If you receive stock as SARs compensation and sell them later, you may incur a capital gain or loss depending on whether the stock value increased or decreased. If the sale price of your exercised stock exceeds your cost basis, you will be subject to capital gains tax.

If you sell shares within one year of claiming your SARs compensation, they will be subject to short-term capital gains and taxed at your income tax rate. You'll be subject to long-term capital gains if you sell after a year, and you'll be taxed at a lower rate.

Note: This section refers to U.S. taxation. International tax filers may have different obligations. Be sure to meet with a tax professional to discuss your specific situation.

Cost basis and tax forms

When filing your taxes, it's important to be mindful of the cost basis you report. Cost basis is the fair market value your company assigned to the shares at vesting. Using the correct cost basis helps ensure that you file correctly and aren't taxed more than the required amount.
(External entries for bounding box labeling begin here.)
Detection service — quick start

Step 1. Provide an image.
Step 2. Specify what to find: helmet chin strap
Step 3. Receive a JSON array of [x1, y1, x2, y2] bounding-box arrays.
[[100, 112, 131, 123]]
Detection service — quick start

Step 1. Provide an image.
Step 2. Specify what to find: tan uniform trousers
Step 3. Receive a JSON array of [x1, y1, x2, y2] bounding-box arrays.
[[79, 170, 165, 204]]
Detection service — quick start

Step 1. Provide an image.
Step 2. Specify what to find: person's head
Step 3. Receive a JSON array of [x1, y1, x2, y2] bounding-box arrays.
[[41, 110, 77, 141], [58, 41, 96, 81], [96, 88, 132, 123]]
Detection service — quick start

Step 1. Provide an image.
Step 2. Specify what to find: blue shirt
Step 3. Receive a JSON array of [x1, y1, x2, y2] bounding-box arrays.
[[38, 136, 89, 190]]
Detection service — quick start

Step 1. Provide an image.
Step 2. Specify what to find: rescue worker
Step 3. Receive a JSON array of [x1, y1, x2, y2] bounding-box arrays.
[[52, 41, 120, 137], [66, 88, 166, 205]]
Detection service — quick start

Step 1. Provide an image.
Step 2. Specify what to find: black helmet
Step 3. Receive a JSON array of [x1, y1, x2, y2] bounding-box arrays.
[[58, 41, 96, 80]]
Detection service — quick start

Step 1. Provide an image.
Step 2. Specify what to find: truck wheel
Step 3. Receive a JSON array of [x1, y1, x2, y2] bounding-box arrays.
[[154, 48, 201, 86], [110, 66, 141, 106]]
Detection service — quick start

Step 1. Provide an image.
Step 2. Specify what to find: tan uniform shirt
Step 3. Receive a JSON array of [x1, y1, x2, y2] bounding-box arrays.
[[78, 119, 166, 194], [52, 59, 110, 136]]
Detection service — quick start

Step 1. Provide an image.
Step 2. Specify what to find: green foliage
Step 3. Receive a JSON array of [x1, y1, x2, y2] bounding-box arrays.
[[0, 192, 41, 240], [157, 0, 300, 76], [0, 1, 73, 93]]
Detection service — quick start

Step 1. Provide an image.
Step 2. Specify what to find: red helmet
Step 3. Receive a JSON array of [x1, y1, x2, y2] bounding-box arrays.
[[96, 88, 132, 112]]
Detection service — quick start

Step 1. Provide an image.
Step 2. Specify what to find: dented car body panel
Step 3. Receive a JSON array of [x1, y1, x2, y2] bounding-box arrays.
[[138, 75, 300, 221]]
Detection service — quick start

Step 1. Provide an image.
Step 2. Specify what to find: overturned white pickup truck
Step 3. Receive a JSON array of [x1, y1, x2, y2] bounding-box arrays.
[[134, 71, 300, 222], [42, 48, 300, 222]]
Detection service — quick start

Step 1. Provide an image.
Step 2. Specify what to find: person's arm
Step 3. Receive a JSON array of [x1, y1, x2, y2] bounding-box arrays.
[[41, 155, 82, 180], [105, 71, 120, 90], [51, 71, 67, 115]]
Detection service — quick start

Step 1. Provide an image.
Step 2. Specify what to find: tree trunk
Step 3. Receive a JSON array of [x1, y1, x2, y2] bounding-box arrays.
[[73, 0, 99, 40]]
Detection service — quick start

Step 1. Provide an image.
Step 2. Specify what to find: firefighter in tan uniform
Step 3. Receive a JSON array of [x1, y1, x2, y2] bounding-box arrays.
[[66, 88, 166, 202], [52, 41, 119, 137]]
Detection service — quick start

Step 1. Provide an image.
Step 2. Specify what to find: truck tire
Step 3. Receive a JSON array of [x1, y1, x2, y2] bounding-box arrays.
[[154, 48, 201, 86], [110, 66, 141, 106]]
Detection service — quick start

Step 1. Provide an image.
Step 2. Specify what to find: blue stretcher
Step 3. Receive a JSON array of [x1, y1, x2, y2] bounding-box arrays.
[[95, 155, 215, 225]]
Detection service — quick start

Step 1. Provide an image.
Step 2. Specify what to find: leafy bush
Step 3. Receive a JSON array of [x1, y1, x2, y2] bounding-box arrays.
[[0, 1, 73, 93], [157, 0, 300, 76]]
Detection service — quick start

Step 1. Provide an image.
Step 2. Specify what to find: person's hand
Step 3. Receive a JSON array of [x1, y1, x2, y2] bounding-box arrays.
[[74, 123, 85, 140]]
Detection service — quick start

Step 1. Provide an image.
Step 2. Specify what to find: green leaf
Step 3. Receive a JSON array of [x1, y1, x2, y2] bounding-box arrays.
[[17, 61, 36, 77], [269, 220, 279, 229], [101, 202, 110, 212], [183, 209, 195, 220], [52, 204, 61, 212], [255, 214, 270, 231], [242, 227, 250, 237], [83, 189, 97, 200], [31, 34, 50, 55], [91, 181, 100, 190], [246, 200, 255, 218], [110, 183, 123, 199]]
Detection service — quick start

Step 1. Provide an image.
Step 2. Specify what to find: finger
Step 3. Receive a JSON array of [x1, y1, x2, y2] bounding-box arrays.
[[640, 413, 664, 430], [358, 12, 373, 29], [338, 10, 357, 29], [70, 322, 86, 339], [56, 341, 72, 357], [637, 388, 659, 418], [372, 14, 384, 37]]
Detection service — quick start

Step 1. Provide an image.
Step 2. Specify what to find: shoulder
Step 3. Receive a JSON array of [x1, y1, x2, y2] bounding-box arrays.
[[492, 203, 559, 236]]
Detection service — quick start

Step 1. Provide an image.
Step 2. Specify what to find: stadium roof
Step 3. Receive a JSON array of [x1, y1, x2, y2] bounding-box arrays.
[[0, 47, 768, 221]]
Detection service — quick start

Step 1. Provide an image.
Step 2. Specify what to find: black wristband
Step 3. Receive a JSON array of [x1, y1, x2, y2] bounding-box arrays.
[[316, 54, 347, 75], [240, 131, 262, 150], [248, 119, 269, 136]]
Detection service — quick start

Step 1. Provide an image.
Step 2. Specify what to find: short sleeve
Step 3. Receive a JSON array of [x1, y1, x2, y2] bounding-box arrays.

Refer to this cost basis sheet to help you determine the cost basis on your stock plan transactions so you can file your taxes accurately.

Those who sold shares will receive IRS Form 1099-B. Those who purchased shares will also receive the IRS Form 8949 from their employer.

Common questions about SARs

What happens if my company's stock is performing under the exercise price?

SARs compensation is subject to market fluctuations. You aren't able to exercise while the stock price is below its grant price. In this case, the SARs are considered "underwater," which means the current market value is less than the grant price and your SARs have no value.

How do SARs differ from stock options?

SARs and stock options are similar. Each gives you an opportunity to share in your company's financial success. However, there is one key difference. Unlike stock options, when you exercise your SARs, you don't have to pay for the original value of the award.

What happens to my SARs if I leave my company or retire?

Typically, leaving your company will trigger an acceleration of the SARs expiration, giving you a tighter timeline to exercise your award. Check your award grant with your employer.

Can I choose whether I get cash or stock?

Your employer's SARs plan dictates how you will be compensated. Check the plan rules to determine whether you will get cash, stocks, or a combination of the two.

How do I know when to exercise my SARs compensation?

You control the timing of exercising your SARs compensation. You can do it at any time during the exercise period. Remember, if your company's stock has dropped below the original grant price, you won't be able to claim the award because it has no value.